A Thematic Categorization of Thomas Hardys Prose Fiction
An exploratory multivariate analysis approach
Abstract From the beginning of the twentieth century to the present, critical debate about Hardys prose fiction writings has been shaped by questions of generic categorization and thematic classification. Almost all of the work on the thematic classification of the prose writings of Thomas Hardy, however, is theoretically driven. That is, classification criteria are selected by the critic based on some critical theory or framework (e.g. formal, biographical/historical, moral, Victorian, anti-Victorian, feminist, psychoanalytic, postcolonial, philosophical/religious, sociological/anthropological, etc) supported by personal knowledge and evaluation of the texts. Even more, many of the existing accounts follow the stereotype classifications of what is called Hardy Critical Industry. I mean by this that many of Hardys critics are willing to agree with conventional, well-known criticisms of Hardy regardless of any critical presuppositions about what they are supposed to agree/disagree. So in spite of the great number of thematic reviews of Hardys prose work, there is neither consensus among his commentators nor an objective study that adopts reliable empirical methods. In the face of the limitation of the previously mentioned methods, the research question in this article specifically asks Can an objective and conceptually useful classification- based on empirical evidence- abstracted from Thomas Hardys prose fiction texts be found? To address the research question, the study proposes vector space classification (VSC) for classifying the novels and short stories of Thomas Hardy thematically based on the lexical frequency representations of those texts. To put it into effect, VSC is executed where exploratory multivariate analysis techniques are applied to perform a document ranking wherein cluster information is used within a graph-based framework. The rationale behind the adoption of multivariate analysis, however, is that our proposed classification is concerned with grouping texts of identical/similar themes together into distinct sets. This suggests that the idea of analysis becomes a multivariate data-solving problem in the first place. Thus the core objective of this exploratory research is to make some preliminary progress towards developing a thematic classification
that addresses the limitations of traditional philological methods.

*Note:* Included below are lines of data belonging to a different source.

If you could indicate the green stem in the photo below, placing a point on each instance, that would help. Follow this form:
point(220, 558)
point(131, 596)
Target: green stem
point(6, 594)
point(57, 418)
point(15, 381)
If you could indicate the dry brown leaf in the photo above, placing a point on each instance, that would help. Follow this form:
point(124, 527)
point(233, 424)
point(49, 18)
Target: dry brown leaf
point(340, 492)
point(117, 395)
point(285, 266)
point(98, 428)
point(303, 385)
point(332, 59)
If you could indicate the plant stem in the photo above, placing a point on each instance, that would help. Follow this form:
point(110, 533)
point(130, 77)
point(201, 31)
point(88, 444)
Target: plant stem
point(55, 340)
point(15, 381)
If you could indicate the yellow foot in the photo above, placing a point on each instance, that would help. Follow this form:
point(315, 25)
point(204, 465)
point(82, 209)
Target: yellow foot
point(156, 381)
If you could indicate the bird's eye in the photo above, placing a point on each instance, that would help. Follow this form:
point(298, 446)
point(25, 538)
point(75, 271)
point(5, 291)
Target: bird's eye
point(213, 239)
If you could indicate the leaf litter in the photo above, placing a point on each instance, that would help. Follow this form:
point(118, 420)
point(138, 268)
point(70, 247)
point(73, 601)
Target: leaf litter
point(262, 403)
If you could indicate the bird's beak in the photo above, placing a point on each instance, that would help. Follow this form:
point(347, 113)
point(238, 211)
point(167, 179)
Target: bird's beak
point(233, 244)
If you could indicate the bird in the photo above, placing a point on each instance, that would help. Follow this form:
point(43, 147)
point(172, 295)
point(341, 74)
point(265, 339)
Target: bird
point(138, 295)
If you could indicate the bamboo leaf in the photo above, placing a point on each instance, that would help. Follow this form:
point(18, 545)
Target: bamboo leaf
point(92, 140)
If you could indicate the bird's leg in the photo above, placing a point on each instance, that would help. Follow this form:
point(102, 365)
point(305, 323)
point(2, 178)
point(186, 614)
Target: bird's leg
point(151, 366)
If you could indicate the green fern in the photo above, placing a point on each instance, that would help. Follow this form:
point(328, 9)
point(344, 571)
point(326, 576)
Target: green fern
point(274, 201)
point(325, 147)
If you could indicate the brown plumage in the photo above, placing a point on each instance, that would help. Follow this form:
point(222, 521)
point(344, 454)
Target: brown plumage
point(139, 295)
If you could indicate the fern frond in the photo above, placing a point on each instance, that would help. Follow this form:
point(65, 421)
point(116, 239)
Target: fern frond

Our approach to handling this objective can be outlined as follows: the study takes the form of a case-study design, with an in-depth analysis of multivariate statistical techniques, particularly cluster analysis and principal components analysis and their feasibility in generating an empirical thematic classification of the prose fiction of Hardy. For the purpose of classification, cluster analysis is used to perform the task. This is simply a multivariate statistical technique for finding relatively homogeneous clusters of cases based on proximity measures. It encompasses a number of different methods including hierarchical cluster analysis with the purpose of sorting different objects into distinct groups where members of the one group are similar to each other and distant from members of the other group/s. In this, hierarchical cluster analysis is first used to measure the semantic relatedness between the selected texts of Thomas Hardy with the purpose of generating an automated objective classification of these works. What we have as a result is an illustrated set of analyses that show how texts are related to each other thematically. To validate the results, Principal Components Analysis (PCA) is used to reformulate the lexical frequency data into a reduced set of uncorrelated variables which is reanalyzed to determine whether or not the cluster trees based on the two matrices are morphologically equivalent. Taken together, they (cluster analysis and PCA) provide an integrated framework for the thematic classification of literary texts. The results are that the 62 texts (involved in the study and which represent all the novels and short stories of Hardy) fall into clearly defined 3 thematic groups in relation to the themes they convey, and that these groups correlate to some extent with bibliographical, textual, and critical findings associated with the texts. It can be concluded that computational methods like cluster analysis can usefully supplement the philological methods in thematic classification of the novels and short stories of Thomas Hardy yet in objective replicable ways.